Mother Teresa (1914–1997)
Agnes Gonxha Bojaxhiu, who took the name of Mother Teresa, was a nun of Albanian origin, born in Skopje, Macedonia. She founded the Order of Missionaries of Charity in Kolkata, India. Today, the Order is established on every continent. A woman with an iron will devoted to helping the destitute, Mother Teresa became a world icon, as famous and adulated as the Pope himself. She was awarded the Nobel Peace Prize in 1979. When she died, the Indian government granted her a state funeral. Mother Teresa was beatified five years after her death.
© Michel Setboun/CORBIS 1980
Brother André (1845–1937)
Brother André, born Alfred Bessette into a poor Quebec family in 1845, dedicated his life to fostering faith in Saint Joseph and comforting ordinary people. His legacy is Saint Joseph’s Oratory in Montreal, one of the world’s major Catholic shrines.
A simple man with little education but great religious fervour, Brother André worked most of his life as the doorkeeper at a Catholic school. Although he was one of the humblest members of his congregation, he had a gift for healing that drew thousands to his door. In 1904, supporters of Brother André donated money and labour to build a small chapel dedicated to Saint Joseph. Saint Joseph’s Oratory, which sprung up around that chapel, is to this day an important destination for pilgrims. Brother André died in Montreal on January 6, 1937 and was canonized (declared a saint) on October 17, 2010.
© L’Oratoire Saint-Joseph du Mont-Royal
The Shaman Awa (Aua) (ca. 1872- ?)
Awa, an Inuit shaman (angakkuq), was from Igloolik, in Nunavut. He became known beyond his people partly through the accounts of the Danish ethnographer Knud Rasmussen, who visited the region and Awa’s camp in the early 1920s. In one of his journals dating from 1922, Rasmussen quotes Awa as saying, “We believe happy people should not worry about hidden things. Our spirits are offended if we think too much.” Awa was known to have the power to visit other settlements with his spirit.

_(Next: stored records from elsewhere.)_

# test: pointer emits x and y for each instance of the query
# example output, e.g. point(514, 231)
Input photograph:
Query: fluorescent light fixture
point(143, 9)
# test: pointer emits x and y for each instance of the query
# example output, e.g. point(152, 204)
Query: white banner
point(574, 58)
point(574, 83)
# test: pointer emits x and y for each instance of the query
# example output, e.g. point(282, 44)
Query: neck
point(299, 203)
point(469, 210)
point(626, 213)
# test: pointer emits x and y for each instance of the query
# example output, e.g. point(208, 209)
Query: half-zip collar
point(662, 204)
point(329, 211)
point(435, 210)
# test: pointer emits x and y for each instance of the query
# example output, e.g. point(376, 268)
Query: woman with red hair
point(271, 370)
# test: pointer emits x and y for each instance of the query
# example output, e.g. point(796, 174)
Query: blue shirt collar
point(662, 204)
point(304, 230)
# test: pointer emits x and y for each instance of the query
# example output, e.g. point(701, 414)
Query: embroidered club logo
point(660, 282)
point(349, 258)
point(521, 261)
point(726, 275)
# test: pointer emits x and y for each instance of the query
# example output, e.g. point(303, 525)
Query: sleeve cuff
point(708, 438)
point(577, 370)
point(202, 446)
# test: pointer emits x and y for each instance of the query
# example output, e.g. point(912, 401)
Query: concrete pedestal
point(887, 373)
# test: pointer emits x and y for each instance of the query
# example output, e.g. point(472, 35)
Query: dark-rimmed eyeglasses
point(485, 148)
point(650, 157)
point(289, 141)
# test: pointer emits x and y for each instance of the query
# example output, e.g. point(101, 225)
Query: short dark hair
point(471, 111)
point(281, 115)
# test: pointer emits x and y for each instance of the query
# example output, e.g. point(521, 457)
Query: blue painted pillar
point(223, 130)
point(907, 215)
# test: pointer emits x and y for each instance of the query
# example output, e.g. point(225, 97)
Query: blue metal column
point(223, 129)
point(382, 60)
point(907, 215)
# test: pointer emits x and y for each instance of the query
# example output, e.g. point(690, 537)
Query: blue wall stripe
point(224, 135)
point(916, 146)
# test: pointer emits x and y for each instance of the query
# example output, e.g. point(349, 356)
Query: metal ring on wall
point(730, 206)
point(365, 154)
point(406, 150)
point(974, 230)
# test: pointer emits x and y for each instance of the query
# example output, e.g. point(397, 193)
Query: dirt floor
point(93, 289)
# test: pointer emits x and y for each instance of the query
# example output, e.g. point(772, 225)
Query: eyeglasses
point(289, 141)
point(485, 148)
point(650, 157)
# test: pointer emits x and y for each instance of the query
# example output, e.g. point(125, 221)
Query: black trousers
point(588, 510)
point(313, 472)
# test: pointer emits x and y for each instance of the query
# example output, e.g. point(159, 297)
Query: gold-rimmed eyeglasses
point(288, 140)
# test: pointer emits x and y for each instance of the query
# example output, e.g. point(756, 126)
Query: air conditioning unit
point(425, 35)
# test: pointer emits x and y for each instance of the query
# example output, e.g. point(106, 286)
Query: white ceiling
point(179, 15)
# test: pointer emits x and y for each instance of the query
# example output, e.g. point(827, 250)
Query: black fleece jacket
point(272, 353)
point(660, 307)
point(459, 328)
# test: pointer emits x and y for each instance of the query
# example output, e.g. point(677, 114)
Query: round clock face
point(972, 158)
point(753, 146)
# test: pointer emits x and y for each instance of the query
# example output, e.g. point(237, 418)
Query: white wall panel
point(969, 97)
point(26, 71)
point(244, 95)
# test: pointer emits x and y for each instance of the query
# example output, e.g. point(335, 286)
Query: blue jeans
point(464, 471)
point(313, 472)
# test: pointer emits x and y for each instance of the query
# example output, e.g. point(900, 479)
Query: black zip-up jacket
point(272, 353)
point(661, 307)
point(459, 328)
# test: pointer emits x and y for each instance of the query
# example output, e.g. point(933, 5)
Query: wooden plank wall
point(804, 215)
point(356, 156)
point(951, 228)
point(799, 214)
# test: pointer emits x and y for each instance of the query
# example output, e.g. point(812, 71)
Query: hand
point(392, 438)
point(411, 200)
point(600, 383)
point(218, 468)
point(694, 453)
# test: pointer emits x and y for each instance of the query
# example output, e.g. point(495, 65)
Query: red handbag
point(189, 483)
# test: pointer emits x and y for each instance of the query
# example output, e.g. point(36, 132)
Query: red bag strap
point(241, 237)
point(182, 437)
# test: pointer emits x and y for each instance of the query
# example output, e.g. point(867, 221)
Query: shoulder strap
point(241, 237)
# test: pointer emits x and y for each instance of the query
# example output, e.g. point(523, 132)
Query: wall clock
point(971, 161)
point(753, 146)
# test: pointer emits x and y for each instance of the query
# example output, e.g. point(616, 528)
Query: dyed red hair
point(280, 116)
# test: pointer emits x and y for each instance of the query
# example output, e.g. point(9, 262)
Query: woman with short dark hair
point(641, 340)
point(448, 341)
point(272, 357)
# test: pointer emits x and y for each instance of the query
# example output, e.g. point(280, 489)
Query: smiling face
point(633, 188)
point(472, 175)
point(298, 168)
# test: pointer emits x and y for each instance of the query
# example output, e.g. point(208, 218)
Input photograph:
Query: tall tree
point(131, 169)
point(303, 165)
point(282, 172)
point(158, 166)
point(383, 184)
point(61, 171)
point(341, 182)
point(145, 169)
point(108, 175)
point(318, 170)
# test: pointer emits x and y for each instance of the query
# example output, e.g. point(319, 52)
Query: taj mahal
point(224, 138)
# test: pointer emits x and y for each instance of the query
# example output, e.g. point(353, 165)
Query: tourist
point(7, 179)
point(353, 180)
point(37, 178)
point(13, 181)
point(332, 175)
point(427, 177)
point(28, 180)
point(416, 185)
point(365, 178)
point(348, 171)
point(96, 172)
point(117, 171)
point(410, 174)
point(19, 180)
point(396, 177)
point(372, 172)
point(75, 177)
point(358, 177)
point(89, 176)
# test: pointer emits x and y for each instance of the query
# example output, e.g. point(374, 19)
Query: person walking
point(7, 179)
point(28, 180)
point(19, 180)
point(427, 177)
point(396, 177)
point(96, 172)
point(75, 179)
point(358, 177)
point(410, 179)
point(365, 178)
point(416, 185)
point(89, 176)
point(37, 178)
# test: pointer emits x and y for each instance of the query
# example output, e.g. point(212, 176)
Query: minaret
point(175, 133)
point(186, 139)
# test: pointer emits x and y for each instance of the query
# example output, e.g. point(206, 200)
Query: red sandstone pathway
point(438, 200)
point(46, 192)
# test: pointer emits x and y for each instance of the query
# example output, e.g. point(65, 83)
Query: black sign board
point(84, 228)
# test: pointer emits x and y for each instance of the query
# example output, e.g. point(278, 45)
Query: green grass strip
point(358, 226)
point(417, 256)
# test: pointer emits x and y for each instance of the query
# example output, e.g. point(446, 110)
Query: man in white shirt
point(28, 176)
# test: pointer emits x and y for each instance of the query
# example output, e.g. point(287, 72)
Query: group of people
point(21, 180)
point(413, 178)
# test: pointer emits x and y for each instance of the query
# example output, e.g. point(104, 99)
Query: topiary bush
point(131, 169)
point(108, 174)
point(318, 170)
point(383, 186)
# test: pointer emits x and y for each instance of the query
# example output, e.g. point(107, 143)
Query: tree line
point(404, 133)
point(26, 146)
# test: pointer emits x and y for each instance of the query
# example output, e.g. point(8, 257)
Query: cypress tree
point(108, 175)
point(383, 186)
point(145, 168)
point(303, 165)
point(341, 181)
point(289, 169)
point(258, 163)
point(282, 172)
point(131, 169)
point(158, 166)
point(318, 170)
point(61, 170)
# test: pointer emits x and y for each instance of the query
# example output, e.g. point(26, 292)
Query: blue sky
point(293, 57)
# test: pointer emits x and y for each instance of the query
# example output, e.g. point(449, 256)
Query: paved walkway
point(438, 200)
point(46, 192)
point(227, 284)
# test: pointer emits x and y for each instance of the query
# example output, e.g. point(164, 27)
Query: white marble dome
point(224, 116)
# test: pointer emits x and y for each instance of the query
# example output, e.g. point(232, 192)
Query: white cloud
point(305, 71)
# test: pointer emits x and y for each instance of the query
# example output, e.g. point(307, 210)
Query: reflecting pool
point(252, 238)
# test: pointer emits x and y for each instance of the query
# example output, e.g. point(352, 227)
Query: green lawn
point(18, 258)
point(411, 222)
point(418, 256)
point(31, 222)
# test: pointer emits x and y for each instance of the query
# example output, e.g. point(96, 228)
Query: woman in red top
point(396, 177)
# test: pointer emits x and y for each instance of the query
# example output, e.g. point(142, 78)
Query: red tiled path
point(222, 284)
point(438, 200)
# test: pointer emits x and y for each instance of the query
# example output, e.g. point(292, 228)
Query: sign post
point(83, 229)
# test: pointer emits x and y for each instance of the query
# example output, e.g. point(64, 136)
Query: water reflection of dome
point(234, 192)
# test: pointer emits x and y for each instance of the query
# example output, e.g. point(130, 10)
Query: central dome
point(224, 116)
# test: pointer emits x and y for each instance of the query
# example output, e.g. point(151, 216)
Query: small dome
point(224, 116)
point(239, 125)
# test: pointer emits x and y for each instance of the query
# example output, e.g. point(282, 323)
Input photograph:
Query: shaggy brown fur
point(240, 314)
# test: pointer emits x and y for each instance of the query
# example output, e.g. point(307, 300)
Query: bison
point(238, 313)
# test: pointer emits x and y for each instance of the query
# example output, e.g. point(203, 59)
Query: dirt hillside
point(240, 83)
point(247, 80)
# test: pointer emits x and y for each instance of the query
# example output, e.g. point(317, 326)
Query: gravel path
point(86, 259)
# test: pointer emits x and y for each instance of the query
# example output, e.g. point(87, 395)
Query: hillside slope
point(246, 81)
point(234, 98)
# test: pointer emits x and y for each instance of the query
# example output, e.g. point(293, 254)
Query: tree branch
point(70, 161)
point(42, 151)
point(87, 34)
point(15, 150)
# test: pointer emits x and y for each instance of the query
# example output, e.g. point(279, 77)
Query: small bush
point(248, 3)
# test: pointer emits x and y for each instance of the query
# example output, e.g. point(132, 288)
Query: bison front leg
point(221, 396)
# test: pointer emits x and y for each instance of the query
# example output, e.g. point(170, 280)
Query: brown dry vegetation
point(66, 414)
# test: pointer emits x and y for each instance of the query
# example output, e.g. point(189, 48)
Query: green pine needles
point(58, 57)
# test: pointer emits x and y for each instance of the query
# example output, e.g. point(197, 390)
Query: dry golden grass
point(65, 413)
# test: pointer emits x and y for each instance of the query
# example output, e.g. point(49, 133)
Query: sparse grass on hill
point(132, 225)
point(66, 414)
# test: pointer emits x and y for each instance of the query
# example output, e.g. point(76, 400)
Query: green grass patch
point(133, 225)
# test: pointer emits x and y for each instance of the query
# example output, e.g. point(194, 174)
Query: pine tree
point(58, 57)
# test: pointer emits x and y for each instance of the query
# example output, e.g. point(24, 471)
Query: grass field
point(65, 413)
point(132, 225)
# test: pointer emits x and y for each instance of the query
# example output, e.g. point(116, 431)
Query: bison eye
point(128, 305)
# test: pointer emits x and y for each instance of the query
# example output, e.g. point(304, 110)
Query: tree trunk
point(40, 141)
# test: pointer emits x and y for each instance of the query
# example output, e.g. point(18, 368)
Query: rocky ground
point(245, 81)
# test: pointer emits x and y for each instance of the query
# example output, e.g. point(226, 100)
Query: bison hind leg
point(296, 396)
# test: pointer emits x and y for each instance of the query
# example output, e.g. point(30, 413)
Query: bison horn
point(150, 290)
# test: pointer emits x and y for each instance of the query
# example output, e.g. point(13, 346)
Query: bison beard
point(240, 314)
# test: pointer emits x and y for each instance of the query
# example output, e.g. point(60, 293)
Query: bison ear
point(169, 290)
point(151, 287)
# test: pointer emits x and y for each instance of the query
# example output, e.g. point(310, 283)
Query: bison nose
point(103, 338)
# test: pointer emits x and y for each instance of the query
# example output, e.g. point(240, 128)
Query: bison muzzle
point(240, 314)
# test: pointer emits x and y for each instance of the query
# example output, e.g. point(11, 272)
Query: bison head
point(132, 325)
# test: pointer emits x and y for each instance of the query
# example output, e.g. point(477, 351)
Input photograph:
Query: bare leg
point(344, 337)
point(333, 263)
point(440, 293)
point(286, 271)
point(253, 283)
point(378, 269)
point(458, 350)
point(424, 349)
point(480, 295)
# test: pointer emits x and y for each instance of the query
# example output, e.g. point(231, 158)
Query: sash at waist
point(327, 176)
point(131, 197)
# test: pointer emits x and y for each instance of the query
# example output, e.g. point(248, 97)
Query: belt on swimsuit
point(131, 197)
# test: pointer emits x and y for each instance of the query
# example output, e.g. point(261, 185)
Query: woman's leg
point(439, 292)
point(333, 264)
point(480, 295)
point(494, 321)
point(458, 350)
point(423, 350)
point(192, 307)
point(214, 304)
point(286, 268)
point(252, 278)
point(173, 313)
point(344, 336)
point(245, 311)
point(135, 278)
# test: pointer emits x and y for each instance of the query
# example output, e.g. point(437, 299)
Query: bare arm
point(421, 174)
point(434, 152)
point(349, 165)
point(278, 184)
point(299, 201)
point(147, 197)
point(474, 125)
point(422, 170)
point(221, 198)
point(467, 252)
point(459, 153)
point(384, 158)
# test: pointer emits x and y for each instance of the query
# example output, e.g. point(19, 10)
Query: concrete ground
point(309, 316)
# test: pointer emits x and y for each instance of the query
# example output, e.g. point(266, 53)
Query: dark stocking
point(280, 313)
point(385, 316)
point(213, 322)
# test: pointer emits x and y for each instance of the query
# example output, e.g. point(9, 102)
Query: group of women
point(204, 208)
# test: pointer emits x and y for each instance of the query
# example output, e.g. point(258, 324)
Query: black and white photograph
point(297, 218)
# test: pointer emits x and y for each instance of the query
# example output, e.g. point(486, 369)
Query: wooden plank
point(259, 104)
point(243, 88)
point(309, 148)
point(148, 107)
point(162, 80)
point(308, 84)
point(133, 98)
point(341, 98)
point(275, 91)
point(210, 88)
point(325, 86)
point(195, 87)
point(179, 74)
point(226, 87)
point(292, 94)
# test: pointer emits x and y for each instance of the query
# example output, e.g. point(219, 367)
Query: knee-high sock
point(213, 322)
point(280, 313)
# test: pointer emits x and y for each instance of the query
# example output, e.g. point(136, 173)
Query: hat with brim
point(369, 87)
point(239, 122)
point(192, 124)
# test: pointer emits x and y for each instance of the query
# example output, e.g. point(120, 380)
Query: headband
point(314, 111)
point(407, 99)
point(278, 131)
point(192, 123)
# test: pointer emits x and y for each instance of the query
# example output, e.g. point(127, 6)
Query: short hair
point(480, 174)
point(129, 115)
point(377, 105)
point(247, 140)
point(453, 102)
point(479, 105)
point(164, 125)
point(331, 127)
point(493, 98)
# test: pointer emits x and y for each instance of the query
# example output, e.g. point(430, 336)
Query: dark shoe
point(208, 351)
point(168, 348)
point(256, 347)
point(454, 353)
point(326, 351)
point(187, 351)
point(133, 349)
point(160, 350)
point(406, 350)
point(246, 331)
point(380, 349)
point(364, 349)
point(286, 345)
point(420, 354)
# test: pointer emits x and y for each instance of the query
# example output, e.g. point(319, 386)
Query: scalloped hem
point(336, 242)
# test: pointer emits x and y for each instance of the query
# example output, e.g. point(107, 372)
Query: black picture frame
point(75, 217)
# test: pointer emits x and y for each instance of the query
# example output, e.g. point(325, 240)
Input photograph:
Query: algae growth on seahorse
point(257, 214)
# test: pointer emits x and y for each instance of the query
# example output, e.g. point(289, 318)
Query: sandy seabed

© National Museum of Denmark
Billy Graham (1918– )
Originally from North Carolina, William Franklin “Billy” Graham is a Protestant Baptist pastor. He developed a personal, simple, persuasive and impassioned style of preaching that has proven to be highly successful. His stroke of genius was the discovery of the power of the modern mass media: radio in the 1940s and later television. Billy Graham owns several television stations and attracts over 30 million viewers on Sundays. His “crusades”, especially that of Madison Square Garden in New York City, in 1957, made him a household name nationally. Since then — thanks to his highly popular televised services, his tours and lectures — he has become the main representative of a genuine evangelical subculture that has a growing influence on political life in the United States.
© Alan Levenson/CORBIS 1983
Ayatollah Khomeini (1902–1989)
The Iranian Ruhollah Khomeini was a religious leader in the Shiite hierarchy, a well-known theologian and a political leader. His influence over the crowds stemmed as much from his official position as from his personal charisma. For his followers, his title, ayatollah, invoked the absolute authority of the imam. The chief opponent of the Shah’s reforms, exiled in Iraq and then in France, he triumphed in February 1979 during the revolution that often bears his name. The Islamic Republic of Iran that he founded, and of which he was the supreme spiritual and political leader until his death, is a theocracy with democratic elements. During his lifetime, he became the object of a real cult.